A good amount of people believe a glass of red wine or beer might help with digestion. While it is true that sometimes the right liquor might take your food to the next level, does alcohol help digestion? In this article, we will explore the various effects of alcohol on your body, specifically on your stomach.
How does the digestive system work?
The digestive system is an organ system that breaks down food and turns it into energy. The digestive system starts with the mouth, and then the esophagus transfers the food to the stomach, where it mixes with acid and enzymes. Once the food has been broken down, it travels through the small intestine, absorbing water and nutrients into the bloodstream. The large intestine then extracts any leftover water from the undigested fiber before finally excreting waste by defecation.
On the other hand, digestive juices are produced by the digestive organs to help break down food. Enzymes are also secreted by the digestive organs to aid in the digestion of food.
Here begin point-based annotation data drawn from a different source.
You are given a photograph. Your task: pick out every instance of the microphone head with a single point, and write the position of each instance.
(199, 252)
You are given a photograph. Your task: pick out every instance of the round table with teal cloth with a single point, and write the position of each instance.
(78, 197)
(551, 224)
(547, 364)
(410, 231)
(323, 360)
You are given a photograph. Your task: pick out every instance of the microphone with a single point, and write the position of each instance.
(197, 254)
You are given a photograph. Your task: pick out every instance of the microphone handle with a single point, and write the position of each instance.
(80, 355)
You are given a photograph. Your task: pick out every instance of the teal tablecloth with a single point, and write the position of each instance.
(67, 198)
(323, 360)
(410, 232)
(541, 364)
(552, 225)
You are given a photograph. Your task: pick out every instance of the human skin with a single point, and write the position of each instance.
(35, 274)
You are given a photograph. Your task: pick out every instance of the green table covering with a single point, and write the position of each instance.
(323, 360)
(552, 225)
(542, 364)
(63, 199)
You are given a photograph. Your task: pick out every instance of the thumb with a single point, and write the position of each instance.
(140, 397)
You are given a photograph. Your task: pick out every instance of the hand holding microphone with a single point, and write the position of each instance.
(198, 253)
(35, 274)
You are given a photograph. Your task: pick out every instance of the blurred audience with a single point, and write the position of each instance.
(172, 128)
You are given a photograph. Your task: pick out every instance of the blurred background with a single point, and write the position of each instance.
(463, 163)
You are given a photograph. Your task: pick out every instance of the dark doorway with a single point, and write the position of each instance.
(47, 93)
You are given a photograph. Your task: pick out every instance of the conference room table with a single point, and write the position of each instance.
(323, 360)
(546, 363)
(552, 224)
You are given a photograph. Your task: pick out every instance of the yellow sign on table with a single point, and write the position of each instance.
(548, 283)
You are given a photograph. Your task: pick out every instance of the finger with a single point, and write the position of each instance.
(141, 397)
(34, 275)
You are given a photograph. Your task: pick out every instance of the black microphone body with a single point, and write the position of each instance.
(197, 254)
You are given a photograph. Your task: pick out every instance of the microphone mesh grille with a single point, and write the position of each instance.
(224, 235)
Poor digestion, however, can be caused by several factors such as food intolerance, gut bacteria imbalance, lack of hydrochloric acid in the stomach or intestines, or a faulty gallbladder. As we explore below, alcohol might lead to some of these common disorders, with symptoms that include bloating, constipation, diarrhea, and abdominal pain.
Does alcohol help digestion?
Does alcohol help digest food? Even a very moderate amount of alcohol might inhibit the digestion of food and can even lead to digestive problems. Let’s take a look at some of the potential digestive issues that alcohol can cause.
1. Alcohol impacts the gut microbiome
Research has shown that alcohol impacts the gut microbiome, leading to an increase in harmful bacteria and the elimination of beneficial bacteria. This can lead to various problems, including gastrointestinal issues and immune system dysfunction. So if you're concerned about your digestive system, it's important to be aware of the impact that alcohol can have on the gut microbiome. While a glass or two of red wine might seem innocent, limiting your alcohol intake or avoiding alcohol altogether is an excellent way to help keep your gut healthy.
2. Alcohol impairs gastric emptying
Gastric emptying is when food and fluid leave the stomach and enter the small intestine. Gastric emptying is a vital part of the digestive process, allowing the body to absorb nutrients from food. When gastric emptying is impaired, it can lead to several problems, including indigestion, nausea, and vomiting.
Alcohol, however, has the devastating effect of impairing your gastric mobility, depending on the level of ethanol it contains. A study found that while moderate amounts of beer and wine might speed up the process, alcoholic beverages containing more than 15 percent ethanol can impair gastric emptying.
3. Alcohol leads to gastritis
Gastritis is a condition in which the stomach lining becomes damaged and irritated. A high amount of alcohol consumption will hurt your stomach, making it more susceptible to inflammation. Medical conditions may occur, including stomach pain, nausea, vomiting, and bleeding. Without proper treatment, gastritis can develop into more significant issues like ulcers and stomach cancer.
4. Alcohol increases the levels of stomach acid
Stomach acid is a digestive juice produced in the stomach, containing three main ingredients. Hydrochloric acid lowers the stomach’s pH, which helps break down food and kill bacteria. Potassium and sodium chloride helps to regulate the amount of acid produced in the stomach.
Stomach acid is essential for digesting food and for preventing potential infection. This acidic environment helps to break down food, kill harmful bacteria, and provide the body with the nutrients it needs.
While stomach acid is essential, too much stomach acid can lead to heartburn, indigestion, and ulcers. The production of this acid is stimulated by alcohol consumption, increasing stomach acid levels.
5. Alcohol reduces bile production
Bile is a yellowish-green fluid that helps digest fats and absorbs vitamins from our food. A reduction in bile production can lead to indigestion, malnutrition, and even liver damage.
Alcohol consumption decreases bile production in the liver. While the exact mechanisms by which alcohol reduces bile production are not fully understood, it is thought to be due to alcohol’s interference with the body's metabolism. Alcohol can also increase the risk of gallstones, and hardened deposits of bile that can block the gallbladder and other ducts.
How to have a healthy digestive system
When it comes to improving your digestive system, you have many options. One way is by eating a healthy diet of fiber-rich foods like fruits, vegetables, whole grains, and legumes. Another way to improve your digestion is by reducing stress. You can also improve your digestion by taking probiotics. Probiotics are bacteria that help digest food. They live in the intestines and produce vitamins, antioxidants, and enzymes that help you absorb nutrients from foods.
The short answer is that alcohol does not help digestion. While it may temporarily relieve some symptoms, alcohol actually slows down the digestive process and can lead to more severe problems. If you are experiencing indigestion, it is best to avoid alcohol and other digestive irritants such as caffeine, spicy food, and tobacco.